Джозеф тихонько похлопывал тела по груди. Звук получался глухой, словно он стучался в двери.
Мари с трудом продиралась сквозь опутавшую коридор вязкую путину воплей. Стараясь держаться ровно посерединке, она размеренно, не глядя по сторонам, шагала к винтовой лестнице. За спиной ее то и дело щелкал затвор фотоаппарата.
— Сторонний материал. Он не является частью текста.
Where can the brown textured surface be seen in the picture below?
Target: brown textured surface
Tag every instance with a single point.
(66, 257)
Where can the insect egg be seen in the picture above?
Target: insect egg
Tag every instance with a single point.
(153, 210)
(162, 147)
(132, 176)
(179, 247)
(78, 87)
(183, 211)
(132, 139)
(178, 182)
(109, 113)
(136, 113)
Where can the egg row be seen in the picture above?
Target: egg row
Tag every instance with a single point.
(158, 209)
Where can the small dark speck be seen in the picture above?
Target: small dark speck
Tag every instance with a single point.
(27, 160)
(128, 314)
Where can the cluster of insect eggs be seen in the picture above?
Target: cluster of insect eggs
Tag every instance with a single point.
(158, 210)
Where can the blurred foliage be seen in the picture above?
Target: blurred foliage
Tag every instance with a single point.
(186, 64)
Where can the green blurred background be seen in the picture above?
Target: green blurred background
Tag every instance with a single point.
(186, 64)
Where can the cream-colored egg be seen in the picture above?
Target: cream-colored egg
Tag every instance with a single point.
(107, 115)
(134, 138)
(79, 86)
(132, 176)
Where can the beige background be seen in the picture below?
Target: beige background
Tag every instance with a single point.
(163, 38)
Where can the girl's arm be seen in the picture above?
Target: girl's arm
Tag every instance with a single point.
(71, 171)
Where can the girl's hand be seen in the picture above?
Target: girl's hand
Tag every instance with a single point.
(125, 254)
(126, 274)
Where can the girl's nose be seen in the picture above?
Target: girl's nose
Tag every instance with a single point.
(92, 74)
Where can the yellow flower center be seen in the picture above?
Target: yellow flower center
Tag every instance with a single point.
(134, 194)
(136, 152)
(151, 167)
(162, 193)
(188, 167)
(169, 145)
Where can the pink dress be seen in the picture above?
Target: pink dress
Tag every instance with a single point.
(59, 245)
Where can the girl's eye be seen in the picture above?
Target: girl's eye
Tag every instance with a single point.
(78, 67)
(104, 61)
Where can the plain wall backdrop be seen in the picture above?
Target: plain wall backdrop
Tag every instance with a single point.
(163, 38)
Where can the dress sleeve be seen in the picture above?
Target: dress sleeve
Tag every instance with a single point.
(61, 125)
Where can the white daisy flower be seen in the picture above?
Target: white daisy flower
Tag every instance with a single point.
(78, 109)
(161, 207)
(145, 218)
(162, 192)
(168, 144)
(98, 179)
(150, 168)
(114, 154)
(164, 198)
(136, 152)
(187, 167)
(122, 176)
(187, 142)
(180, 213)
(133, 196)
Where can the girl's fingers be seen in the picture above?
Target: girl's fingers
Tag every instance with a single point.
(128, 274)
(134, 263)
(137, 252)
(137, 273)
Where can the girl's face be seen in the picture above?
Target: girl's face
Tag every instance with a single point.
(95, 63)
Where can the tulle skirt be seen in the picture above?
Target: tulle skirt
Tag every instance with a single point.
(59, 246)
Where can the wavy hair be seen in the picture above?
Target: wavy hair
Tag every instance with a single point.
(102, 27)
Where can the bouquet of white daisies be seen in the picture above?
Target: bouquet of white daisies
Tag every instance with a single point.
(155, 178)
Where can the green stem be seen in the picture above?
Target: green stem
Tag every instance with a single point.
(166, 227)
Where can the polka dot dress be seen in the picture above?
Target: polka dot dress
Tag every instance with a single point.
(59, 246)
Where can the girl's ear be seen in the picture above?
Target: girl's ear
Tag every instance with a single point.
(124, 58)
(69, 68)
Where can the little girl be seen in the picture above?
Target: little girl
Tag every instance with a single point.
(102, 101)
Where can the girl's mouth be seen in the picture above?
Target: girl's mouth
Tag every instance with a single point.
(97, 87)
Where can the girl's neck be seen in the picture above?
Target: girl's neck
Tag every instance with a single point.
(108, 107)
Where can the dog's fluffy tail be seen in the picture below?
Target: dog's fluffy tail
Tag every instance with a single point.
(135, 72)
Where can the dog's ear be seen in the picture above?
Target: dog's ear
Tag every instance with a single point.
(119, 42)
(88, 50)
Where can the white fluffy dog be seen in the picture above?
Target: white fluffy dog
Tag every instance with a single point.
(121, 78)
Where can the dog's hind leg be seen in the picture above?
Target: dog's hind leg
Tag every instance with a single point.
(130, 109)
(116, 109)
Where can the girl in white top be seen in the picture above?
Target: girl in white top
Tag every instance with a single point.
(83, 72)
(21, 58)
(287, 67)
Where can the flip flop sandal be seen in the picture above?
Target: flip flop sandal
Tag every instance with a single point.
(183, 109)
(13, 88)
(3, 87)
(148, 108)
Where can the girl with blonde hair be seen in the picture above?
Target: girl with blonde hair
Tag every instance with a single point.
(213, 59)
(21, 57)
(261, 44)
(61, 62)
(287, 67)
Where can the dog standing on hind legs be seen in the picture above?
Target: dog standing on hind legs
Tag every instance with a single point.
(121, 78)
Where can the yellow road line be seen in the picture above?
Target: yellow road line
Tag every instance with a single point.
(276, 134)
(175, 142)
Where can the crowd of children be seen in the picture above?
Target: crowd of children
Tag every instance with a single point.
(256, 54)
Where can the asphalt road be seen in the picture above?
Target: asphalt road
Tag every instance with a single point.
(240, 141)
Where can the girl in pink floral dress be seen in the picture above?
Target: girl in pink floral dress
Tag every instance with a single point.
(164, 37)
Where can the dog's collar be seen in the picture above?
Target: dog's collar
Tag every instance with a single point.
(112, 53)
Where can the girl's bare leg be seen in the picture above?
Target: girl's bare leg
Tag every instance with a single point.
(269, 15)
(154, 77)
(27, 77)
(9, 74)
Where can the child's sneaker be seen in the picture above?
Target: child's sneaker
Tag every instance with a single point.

– И для новеньких место осталось, – сказал Джозеф.
– Si, senor. Места здесь еще много.
– Да уж, не хотелось бы быть следующим… в вашем списке кандидатов.
– Эх, senor, кому ж этого хочется.
– А как насчет того, чтобы купить у вас одного… из этих?
– Что вы, что вы, senor! Нет, senor!
– Ну, я заплачу вам пятьдесят песо.
– Да нет же, нет, senor! Нет!
На рынке с шатких лотков продавали оставшиеся после фиесты Смерти леденцовые черепа. Женщины-продавщицы, замотанные в черные rebozo, почти не разговаривали друг с другом, лишь изредка перекидывались словечками. Перед ними был разложен товар: сладкие скелетики, сахарные трупики и белые леденцовые черепушки. На каждом из черепов причудливыми буквами было выдавлено какое-нибудь имя: Кармен, или Рамон, или Тена, или Гуермо, или Роза. Стоило все дешево – праздник закончился. Джозеф заплатил песо и купил парочку черепов.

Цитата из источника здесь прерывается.